Marrickville Council has discussed the struggles facing refugees and asylum seekers in Australia at their latest Refugee Forum at the Addison Rd Community Centre.
Marrickville Mayor Jo Haylen said on June 4 listening to people share their stories at the forum reinforced the importance of the council welcoming those in need.
“Marrickville has a proud history of supporting refugees and asylum seekers and last year council re-affirmed its commitment as a Refugee Welcome Zone,” Ms Haylen said.
“This is a commitment to welcome refugees and asylum seekers into the Marrickville community. It means upholding the human rights of refugees and asylum seekers and recognising the important contribution that people from refugee backgrounds make towards Marrickville’s rich cultural diversity, our economy and our society.”
The community centre hosted the forum with the Marrickville Multicultural Interagency as part of Refugee Week events.
“We are united in our commitment to building a culture of welcoming asylum seekers and refugees and providing them with resources, services and livelihoods that builds community and enriches lives,” interagency co-convener Litsa Nossar said.
Refugee Council of Australia chief executive Paul Power, a speaker at the event, discussed the importance of maintaining compassionate local Government.
“While the national political debate about refugee policy can at times be quite toxic, at the local level many councils are getting on with the job of welcoming new arrivals, promoting people-to-people links and building social harmony,” Mr Power said.

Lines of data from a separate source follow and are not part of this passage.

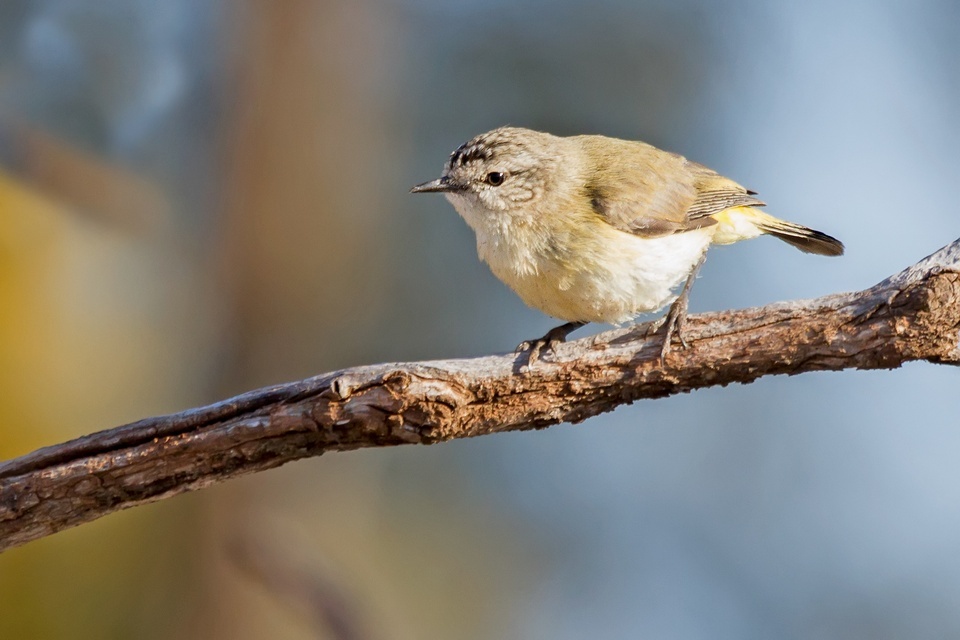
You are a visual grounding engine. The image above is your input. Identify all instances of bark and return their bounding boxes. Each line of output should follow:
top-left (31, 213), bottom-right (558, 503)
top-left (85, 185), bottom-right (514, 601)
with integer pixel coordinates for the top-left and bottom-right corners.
top-left (1, 238), bottom-right (958, 552)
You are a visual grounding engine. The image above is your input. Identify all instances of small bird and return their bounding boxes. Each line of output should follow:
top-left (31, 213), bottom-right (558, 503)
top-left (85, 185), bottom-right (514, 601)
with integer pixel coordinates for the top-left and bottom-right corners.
top-left (412, 126), bottom-right (843, 364)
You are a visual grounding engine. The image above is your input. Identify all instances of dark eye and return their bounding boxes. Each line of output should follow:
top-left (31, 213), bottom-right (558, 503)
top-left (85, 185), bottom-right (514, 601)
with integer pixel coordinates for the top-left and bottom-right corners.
top-left (485, 171), bottom-right (505, 186)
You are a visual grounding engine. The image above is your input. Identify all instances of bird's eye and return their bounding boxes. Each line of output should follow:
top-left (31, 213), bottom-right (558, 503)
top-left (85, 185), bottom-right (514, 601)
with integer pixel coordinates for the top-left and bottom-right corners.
top-left (485, 171), bottom-right (505, 186)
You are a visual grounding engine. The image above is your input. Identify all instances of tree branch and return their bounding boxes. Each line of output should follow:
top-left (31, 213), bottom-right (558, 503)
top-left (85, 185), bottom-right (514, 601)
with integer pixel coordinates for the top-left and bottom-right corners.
top-left (2, 239), bottom-right (959, 552)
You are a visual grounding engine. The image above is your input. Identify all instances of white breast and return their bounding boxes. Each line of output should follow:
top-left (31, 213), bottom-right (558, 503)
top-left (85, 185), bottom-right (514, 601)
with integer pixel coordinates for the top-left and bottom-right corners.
top-left (448, 193), bottom-right (712, 324)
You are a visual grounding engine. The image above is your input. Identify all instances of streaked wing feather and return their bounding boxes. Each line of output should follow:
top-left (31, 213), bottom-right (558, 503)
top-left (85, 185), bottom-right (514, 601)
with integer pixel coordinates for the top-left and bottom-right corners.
top-left (687, 189), bottom-right (766, 220)
top-left (581, 138), bottom-right (763, 238)
top-left (686, 161), bottom-right (766, 220)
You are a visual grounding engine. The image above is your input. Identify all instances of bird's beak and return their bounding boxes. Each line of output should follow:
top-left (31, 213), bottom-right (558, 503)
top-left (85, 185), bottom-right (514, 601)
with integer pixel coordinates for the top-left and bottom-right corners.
top-left (410, 176), bottom-right (458, 194)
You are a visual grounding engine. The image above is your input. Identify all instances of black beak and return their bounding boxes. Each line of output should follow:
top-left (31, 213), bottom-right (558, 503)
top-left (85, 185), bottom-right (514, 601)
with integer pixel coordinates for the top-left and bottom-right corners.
top-left (410, 176), bottom-right (459, 194)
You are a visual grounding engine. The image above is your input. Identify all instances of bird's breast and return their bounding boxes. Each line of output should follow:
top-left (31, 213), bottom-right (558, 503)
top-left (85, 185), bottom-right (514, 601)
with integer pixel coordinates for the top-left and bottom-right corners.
top-left (467, 212), bottom-right (712, 324)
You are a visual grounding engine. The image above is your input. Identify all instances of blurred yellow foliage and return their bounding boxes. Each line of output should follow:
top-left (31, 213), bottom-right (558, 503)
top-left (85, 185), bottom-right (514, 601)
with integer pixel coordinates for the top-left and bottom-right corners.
top-left (0, 159), bottom-right (218, 638)
top-left (0, 166), bottom-right (203, 455)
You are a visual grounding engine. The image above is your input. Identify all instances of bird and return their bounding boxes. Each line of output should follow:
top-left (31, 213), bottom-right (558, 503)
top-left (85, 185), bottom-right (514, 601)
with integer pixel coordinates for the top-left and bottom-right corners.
top-left (411, 126), bottom-right (844, 364)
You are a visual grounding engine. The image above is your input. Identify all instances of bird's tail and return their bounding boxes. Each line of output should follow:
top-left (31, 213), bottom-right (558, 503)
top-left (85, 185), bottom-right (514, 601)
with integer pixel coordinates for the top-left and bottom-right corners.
top-left (712, 207), bottom-right (844, 256)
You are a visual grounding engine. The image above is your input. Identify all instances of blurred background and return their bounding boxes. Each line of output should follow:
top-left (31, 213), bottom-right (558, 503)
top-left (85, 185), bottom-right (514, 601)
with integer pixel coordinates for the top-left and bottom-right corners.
top-left (0, 1), bottom-right (958, 638)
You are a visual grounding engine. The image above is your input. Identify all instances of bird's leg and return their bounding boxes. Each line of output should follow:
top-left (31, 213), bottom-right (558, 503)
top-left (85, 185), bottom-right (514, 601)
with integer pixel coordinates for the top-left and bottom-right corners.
top-left (657, 250), bottom-right (707, 364)
top-left (516, 321), bottom-right (587, 365)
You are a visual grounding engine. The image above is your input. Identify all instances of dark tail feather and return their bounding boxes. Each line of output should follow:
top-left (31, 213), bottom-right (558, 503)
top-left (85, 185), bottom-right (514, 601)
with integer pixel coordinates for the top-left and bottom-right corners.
top-left (756, 219), bottom-right (845, 256)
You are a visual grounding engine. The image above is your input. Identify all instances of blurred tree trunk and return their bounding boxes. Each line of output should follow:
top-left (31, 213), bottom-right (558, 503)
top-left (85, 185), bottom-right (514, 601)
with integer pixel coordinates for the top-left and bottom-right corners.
top-left (199, 2), bottom-right (397, 638)
top-left (220, 0), bottom-right (394, 389)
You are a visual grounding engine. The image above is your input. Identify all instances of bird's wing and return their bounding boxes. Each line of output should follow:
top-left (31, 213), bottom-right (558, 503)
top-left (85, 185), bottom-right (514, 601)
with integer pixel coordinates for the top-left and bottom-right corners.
top-left (684, 161), bottom-right (766, 220)
top-left (579, 137), bottom-right (765, 238)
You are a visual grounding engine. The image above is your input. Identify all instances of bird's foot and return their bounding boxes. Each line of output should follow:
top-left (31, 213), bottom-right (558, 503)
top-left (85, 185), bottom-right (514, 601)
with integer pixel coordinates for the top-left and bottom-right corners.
top-left (654, 248), bottom-right (705, 364)
top-left (656, 294), bottom-right (691, 365)
top-left (516, 321), bottom-right (586, 366)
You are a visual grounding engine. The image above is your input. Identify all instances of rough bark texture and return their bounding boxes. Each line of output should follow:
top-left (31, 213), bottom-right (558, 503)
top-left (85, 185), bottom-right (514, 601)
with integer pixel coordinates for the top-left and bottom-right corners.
top-left (1, 239), bottom-right (959, 552)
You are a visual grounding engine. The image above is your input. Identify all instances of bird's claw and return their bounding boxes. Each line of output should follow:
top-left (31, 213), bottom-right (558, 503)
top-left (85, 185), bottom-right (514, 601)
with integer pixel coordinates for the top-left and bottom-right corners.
top-left (656, 291), bottom-right (691, 364)
top-left (516, 336), bottom-right (564, 366)
top-left (515, 337), bottom-right (550, 366)
top-left (654, 249), bottom-right (705, 364)
top-left (515, 321), bottom-right (586, 367)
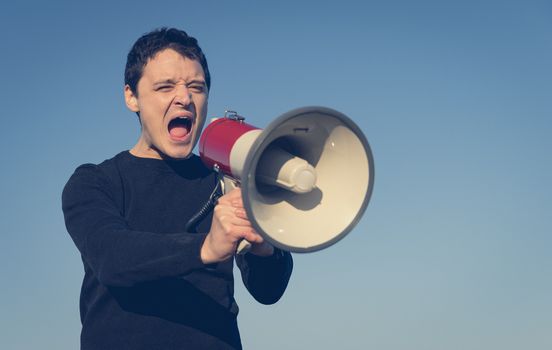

Centre programme co-ordinator Rosie Porter said: “It is important at a local level we stand with local government and promote harmony, compassion and respect for human rights.”
Marrickville Council passed a motion last year declaring the usage of “Welcome” signs for refugees. The signs have been used in council buildings, libraries and council chambers.
“The refugee welcome signs are a way to show that the local councillors and our local council stands with our refugee and asylum seeker communities,” Greens Cr Sylvie Ellsmore said.
“The signs promote and affirm the values of our diverse and inclusive inner-west communities.”
Marrickville Council was one of the first councils to become a Refugee Welcome Zone in 2003. While the zone does not commit the council to specific activities, initiatives which help to create a welcoming atmosphere and help the settlement of refugees are encouraged.
Mr Power said more councils should consider becoming Refugee Welcome Zones.
“The process for becoming a Refugee Welcome Zone is straightforward. Councils simply sign a declaration to welcome refugees, uphold their human rights, demonstrate compassion for new arrivals and enhance cultural and religious diversity.
“How councils implement the pledge is entirely up to them.”